Lula acudió al colegio electoral acompañado de su compañero de fórmula, Geraldo Alckmin (PSB); de su esposa, la socióloga Rosângela da Silva, a Janja; la presidenta del Partido de los Trabajadores (PT), Gleisi Hoffmann; y el candidato del PT a la gobernación de Sao Paulo, Fernando Haddad, y Márcio França (PSB), exgobernador y candidato al Senado.

Lula habla con los periodistas después de votar en las elecciones generales en Sao Paulo, el 2 de octubre de 2022. Foto: AP

En una conferencia de prensa en el lugar, Lula comentó sobre las elecciones de 2018. “Hace cuatro años no pude votar porque había sido víctima de una mentira en este país. Fui detenido por la policía federal exactamente el día de las elecciones. Intenté que la urna fuera a la celda para poder votar, no lo hicieron. Y cuatro años después, estoy aquí, votando con el reconocimiento de mi total libertad y con la posibilidad de volver a ser presidente de la república de este país, para tratar de que este país vuelva a la normalidad”, dijo Lula en una conferencia de prensa en el lugar después de la votación, según consigna el portal G1 e Globo.

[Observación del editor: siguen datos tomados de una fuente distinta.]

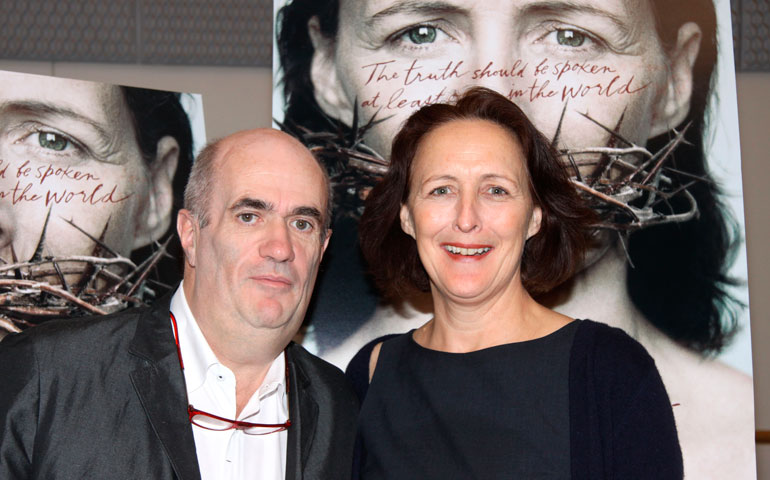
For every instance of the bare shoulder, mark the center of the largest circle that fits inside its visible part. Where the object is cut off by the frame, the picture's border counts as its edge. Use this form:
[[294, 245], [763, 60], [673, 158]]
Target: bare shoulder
[[714, 411], [373, 359]]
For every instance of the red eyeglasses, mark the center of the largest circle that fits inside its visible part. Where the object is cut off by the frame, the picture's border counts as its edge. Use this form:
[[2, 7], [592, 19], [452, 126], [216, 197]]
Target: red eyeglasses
[[215, 422]]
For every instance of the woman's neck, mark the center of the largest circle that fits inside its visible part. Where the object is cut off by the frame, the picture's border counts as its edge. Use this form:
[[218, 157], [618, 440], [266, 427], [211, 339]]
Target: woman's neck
[[511, 316]]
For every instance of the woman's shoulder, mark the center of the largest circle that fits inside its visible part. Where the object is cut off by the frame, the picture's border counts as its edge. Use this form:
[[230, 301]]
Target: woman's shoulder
[[610, 349], [357, 370]]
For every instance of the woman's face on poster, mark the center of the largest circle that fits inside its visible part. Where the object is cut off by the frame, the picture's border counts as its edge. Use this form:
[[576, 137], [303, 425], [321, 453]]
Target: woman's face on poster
[[68, 153], [600, 58]]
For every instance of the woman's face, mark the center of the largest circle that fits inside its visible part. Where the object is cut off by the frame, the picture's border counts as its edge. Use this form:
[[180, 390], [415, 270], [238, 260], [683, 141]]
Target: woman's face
[[600, 58], [68, 153], [470, 209]]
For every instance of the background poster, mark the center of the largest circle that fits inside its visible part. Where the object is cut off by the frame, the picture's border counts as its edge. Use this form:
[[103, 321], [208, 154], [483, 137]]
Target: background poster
[[91, 176], [347, 75]]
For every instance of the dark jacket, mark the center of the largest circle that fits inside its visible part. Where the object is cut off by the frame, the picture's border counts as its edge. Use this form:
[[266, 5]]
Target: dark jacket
[[104, 397], [621, 419]]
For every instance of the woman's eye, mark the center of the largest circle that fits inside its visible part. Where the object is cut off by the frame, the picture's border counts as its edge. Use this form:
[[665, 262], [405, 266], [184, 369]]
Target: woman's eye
[[52, 141], [440, 191], [302, 225], [422, 34], [570, 38]]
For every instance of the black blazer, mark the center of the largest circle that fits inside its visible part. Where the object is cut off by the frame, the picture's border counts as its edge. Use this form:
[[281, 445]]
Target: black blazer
[[104, 397]]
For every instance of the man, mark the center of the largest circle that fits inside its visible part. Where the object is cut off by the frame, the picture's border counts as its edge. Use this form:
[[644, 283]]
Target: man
[[87, 170], [106, 397]]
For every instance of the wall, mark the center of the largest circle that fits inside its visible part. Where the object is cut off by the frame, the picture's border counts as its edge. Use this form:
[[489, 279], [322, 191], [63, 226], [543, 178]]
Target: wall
[[754, 117], [237, 98]]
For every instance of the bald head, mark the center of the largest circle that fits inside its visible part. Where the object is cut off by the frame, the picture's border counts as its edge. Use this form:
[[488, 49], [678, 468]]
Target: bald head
[[262, 144]]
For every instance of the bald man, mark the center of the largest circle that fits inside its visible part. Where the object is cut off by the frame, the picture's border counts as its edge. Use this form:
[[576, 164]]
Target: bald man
[[206, 383]]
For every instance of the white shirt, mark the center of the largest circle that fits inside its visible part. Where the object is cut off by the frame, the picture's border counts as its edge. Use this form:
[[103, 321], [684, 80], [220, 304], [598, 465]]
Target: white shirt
[[230, 454]]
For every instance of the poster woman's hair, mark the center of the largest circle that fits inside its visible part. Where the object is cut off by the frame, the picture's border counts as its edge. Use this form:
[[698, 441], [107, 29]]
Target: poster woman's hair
[[679, 278]]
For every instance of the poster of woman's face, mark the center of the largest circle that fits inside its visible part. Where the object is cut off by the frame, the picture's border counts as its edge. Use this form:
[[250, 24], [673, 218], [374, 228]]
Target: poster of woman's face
[[623, 88], [89, 175]]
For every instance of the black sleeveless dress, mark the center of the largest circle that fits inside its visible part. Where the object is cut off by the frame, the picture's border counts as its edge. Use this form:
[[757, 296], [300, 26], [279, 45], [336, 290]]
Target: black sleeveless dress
[[500, 412]]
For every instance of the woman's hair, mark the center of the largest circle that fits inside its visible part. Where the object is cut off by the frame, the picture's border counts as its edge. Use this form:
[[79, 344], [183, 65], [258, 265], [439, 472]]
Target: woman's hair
[[550, 256], [679, 276], [156, 114]]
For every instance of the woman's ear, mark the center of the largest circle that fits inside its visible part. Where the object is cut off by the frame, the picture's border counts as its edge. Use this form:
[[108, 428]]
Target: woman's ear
[[534, 222], [329, 92], [674, 104], [407, 225], [153, 222]]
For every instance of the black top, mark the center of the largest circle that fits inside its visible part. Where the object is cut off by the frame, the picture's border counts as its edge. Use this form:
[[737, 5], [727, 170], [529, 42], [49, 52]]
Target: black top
[[500, 412]]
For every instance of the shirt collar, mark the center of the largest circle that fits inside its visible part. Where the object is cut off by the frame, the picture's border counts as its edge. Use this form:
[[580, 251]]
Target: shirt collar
[[198, 356]]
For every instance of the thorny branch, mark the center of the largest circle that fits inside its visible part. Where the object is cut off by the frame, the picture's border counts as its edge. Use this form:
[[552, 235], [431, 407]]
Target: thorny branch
[[45, 287], [629, 186]]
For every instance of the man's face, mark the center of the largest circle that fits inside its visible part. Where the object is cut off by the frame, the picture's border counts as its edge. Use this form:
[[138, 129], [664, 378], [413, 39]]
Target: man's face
[[255, 262], [596, 57], [68, 152]]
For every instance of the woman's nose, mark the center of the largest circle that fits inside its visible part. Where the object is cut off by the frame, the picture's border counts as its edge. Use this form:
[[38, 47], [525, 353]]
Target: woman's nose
[[467, 219]]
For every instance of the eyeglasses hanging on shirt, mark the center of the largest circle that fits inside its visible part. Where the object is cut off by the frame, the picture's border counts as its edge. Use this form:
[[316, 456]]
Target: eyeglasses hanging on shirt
[[210, 421]]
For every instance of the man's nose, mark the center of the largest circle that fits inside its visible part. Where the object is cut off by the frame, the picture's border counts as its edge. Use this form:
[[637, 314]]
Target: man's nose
[[277, 242]]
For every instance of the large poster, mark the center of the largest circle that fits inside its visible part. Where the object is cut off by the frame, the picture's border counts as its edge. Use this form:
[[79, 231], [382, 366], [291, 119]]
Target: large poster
[[619, 86], [91, 175]]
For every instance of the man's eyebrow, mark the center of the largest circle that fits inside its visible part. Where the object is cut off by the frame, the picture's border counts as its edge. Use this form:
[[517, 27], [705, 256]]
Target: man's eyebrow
[[565, 7], [415, 7], [41, 109], [253, 204], [311, 212]]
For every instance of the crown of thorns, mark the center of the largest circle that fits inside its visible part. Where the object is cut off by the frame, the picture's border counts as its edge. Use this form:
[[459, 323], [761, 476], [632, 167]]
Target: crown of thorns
[[36, 290], [629, 186]]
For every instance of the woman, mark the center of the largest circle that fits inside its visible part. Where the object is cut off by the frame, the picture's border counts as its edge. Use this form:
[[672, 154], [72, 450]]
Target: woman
[[98, 167], [477, 209], [667, 285]]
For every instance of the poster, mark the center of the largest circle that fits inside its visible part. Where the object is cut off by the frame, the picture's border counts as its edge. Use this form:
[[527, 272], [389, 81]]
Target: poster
[[91, 176], [618, 79]]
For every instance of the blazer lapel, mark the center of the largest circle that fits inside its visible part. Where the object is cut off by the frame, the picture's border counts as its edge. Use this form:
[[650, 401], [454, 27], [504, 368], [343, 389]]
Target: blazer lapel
[[159, 383], [304, 415]]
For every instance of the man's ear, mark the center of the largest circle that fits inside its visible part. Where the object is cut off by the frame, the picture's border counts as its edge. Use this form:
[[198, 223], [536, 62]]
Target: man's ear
[[187, 228], [407, 224], [674, 103], [326, 241], [329, 92], [156, 218]]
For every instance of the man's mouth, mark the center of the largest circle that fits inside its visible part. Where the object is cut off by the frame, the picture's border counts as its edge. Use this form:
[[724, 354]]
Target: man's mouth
[[466, 251], [277, 281]]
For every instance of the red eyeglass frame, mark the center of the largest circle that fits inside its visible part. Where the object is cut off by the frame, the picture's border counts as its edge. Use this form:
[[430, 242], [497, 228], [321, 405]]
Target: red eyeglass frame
[[234, 424]]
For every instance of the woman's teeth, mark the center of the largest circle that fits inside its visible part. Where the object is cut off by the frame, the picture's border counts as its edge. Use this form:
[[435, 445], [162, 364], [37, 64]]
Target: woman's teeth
[[466, 251]]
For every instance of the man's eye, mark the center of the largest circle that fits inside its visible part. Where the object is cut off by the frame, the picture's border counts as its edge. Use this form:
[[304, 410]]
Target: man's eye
[[302, 225], [422, 34], [247, 217], [570, 38]]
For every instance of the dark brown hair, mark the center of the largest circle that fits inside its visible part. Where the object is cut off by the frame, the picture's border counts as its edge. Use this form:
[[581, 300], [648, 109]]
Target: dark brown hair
[[550, 256]]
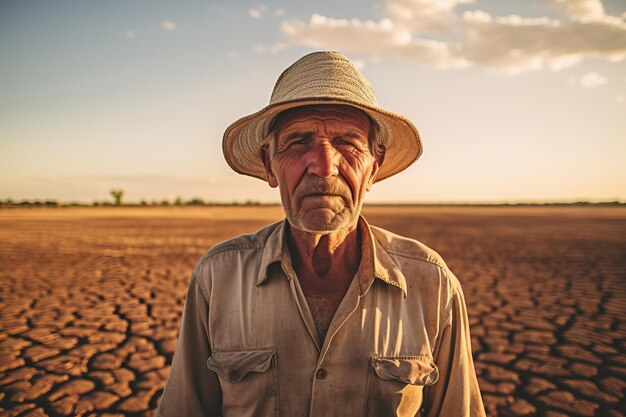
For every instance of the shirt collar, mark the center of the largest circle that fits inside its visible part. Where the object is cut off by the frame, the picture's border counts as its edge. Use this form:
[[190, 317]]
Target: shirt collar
[[375, 261]]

Lula saluda a sus partidarios después de votar en las elecciones generales en Sao Paulo, el 2 de octubre de 2022. Foto: AP

El abanderado del PT también afirmó que él y su candidato a vicepresidente, Geraldo Alckmin, tienen experiencia de trabajar en la adversidad y que pretenden gobernar. “No queremos más discordia, queremos un país que viva en paz”.

Consultado sobre cómo tratar con los bolsonaristas en caso de victoria, Lula dijo que cree que tendrán que adaptarse a los deseos de la mayoría. “Creo que los bolsonaristas fanáticos tendrán que adaptarse a la mayoría de la sociedad. La mayoría quiere paz. La gente no quiere armas, quiere que se distribuya leche. Por supuesto, habrá algunos que no querrán adaptarse, pero la mayoría de la sociedad brasileña quiere paz, trabajo y vivir bien”.